Very large Dask graph size with high resolution grids #127

ScottWales · 2021-11-01T05:40:32Z

Regridding from 0.1 to 0.25 degree global grids is creating a very large task graph with xesmf 0.6.1, causing problems when evaluating the result.

Sample code:

import xarray
import xesmf
import dask.array

a = xesmf.util.grid_global(0.1,0.1)
b = xesmf.util.grid_global(0.25,0.25)
r = xesmf.Regridder(a,b,method='bilinear')

data = dask.array.random.random((720,a.dims['y'], a.dims['x']), chunks=(12,-1,-1))
da = xarray.DataArray(data, dims=['time','y','x'], coords={'y': a.y, 'x': a.x})

r(da).data

Evaluated versions at https://nbviewer.org/gist/ScottWales/4fe0e9a5725b5a3bf07ab94e80778846

With 0.6.0, the regridded data has 240 Dask tasks. With 0.6.1 the number has exploded to 409,841 tasks, and appears to scale with the grid resolution - low resolution regrid task graphs have a reasonable size.

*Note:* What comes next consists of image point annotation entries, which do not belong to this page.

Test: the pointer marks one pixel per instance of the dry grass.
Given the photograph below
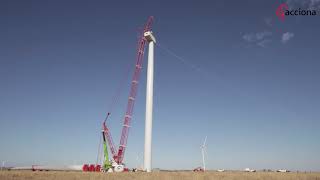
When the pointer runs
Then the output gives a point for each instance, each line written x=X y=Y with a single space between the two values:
x=29 y=175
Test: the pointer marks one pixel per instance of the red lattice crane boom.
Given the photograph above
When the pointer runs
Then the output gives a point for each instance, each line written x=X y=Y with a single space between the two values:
x=119 y=155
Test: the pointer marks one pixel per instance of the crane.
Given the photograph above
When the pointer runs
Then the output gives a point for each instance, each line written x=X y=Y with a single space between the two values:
x=118 y=154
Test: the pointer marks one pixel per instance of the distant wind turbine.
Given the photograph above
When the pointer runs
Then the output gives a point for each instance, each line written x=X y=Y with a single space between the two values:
x=204 y=152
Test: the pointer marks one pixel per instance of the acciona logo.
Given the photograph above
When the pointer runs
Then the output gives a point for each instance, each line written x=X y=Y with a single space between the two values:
x=283 y=11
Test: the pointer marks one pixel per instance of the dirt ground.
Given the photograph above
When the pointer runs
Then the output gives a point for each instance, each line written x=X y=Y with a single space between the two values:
x=51 y=175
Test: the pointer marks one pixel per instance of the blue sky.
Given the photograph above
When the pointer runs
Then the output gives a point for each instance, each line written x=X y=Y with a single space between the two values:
x=245 y=79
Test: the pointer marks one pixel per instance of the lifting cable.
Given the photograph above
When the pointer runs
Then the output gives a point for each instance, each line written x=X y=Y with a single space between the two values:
x=183 y=60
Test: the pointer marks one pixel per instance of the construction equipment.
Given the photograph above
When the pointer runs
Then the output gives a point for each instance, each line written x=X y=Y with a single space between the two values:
x=116 y=163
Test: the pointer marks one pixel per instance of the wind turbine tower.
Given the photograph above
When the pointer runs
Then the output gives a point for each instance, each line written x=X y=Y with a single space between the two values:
x=203 y=152
x=149 y=102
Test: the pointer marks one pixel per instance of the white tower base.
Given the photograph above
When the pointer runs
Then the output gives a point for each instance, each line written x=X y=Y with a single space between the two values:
x=149 y=103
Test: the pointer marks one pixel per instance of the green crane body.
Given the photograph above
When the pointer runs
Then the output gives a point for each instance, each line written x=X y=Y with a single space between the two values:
x=106 y=161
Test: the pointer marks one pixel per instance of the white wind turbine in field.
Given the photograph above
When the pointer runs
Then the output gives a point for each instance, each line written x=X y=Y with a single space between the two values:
x=204 y=152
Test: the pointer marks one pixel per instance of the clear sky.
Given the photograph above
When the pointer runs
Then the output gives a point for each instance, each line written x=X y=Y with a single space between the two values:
x=245 y=79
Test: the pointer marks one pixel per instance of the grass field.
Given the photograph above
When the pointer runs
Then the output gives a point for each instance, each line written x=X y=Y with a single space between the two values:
x=29 y=175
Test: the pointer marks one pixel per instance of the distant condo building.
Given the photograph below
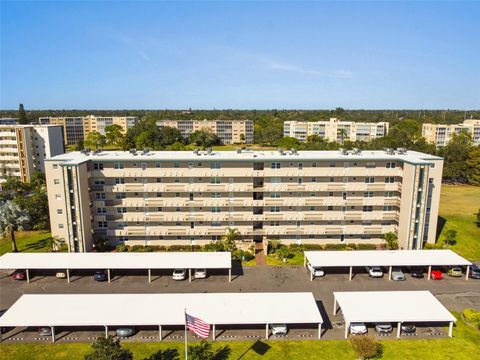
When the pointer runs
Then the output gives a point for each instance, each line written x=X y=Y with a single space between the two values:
x=76 y=128
x=183 y=197
x=441 y=134
x=24 y=148
x=335 y=130
x=229 y=131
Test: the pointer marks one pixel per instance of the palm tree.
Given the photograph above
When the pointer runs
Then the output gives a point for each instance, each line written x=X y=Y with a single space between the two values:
x=12 y=218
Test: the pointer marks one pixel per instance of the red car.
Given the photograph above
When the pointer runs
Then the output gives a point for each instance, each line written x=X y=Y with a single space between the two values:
x=19 y=275
x=436 y=275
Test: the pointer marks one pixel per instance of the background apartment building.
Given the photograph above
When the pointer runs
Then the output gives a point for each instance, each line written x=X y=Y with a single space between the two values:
x=229 y=131
x=76 y=128
x=441 y=134
x=24 y=148
x=166 y=198
x=335 y=130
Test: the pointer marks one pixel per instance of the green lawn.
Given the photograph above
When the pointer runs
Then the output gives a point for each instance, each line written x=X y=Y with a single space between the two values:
x=458 y=204
x=464 y=345
x=30 y=241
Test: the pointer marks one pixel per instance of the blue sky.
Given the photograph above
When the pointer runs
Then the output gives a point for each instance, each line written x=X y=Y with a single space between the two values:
x=241 y=55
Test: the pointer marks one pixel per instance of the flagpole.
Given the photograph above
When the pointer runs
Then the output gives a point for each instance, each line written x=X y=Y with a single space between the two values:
x=186 y=335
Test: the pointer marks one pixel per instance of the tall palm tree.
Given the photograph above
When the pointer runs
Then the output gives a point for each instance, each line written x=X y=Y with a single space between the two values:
x=12 y=219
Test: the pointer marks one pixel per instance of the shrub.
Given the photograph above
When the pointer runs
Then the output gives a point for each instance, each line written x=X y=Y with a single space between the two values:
x=472 y=316
x=366 y=347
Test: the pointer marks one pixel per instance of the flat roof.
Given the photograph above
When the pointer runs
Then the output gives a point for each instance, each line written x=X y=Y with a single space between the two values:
x=385 y=258
x=392 y=306
x=161 y=309
x=151 y=260
x=77 y=157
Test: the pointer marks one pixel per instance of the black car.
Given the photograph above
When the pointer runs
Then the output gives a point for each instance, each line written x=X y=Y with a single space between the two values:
x=475 y=271
x=417 y=272
x=100 y=275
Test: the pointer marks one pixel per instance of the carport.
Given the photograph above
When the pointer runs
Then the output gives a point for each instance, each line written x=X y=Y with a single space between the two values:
x=162 y=310
x=385 y=258
x=391 y=307
x=114 y=261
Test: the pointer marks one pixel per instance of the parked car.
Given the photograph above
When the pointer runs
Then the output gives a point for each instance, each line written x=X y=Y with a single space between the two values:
x=358 y=328
x=384 y=328
x=200 y=273
x=374 y=271
x=100 y=275
x=179 y=274
x=436 y=275
x=19 y=275
x=44 y=331
x=417 y=272
x=317 y=271
x=61 y=275
x=279 y=329
x=475 y=271
x=125 y=331
x=408 y=328
x=455 y=271
x=397 y=274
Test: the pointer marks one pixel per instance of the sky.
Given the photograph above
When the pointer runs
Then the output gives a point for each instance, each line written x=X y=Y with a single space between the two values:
x=239 y=55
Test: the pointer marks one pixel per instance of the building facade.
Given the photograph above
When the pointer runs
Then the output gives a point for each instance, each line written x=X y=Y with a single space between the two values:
x=229 y=131
x=335 y=130
x=441 y=134
x=24 y=148
x=77 y=128
x=167 y=198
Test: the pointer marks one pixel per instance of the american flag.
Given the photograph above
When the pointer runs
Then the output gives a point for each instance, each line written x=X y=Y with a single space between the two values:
x=199 y=327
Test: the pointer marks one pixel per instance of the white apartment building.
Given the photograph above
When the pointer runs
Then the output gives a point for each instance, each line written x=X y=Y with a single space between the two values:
x=229 y=131
x=24 y=148
x=77 y=128
x=182 y=197
x=441 y=134
x=335 y=130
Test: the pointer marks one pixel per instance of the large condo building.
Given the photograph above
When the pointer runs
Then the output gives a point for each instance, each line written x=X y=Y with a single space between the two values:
x=24 y=148
x=76 y=128
x=335 y=130
x=229 y=131
x=441 y=134
x=166 y=198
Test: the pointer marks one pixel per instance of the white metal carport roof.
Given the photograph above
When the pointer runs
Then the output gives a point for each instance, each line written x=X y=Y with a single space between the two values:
x=150 y=260
x=161 y=309
x=385 y=258
x=390 y=306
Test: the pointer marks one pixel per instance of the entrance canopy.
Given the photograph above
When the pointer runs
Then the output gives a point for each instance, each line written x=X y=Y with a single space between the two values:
x=153 y=260
x=161 y=309
x=385 y=258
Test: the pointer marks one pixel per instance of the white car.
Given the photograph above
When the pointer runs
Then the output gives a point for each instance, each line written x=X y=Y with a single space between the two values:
x=279 y=329
x=179 y=274
x=358 y=328
x=374 y=271
x=317 y=271
x=200 y=273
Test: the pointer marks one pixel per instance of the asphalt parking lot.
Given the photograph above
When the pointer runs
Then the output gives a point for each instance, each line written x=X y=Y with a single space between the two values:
x=455 y=293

Expected behaviour is that the Dask task graph created by xesmf is a reasonably small multiple of the number of chunks in the input data, and that it is independent of grid resolution. Having a too large task graph slows down Dask as it prepares the tasks to run and is causing excess memory use when the result is evaluated.

huard · 2021-11-02T14:44:06Z

Thanks @ScottWales for the detailed report and examples.

@aulemahal Any clue on what could be done about this ?

raphaeldussin · 2021-11-02T14:51:52Z

@ScottWales thanks for the detailed issue, this is definitely problematic and we need to look into this asap!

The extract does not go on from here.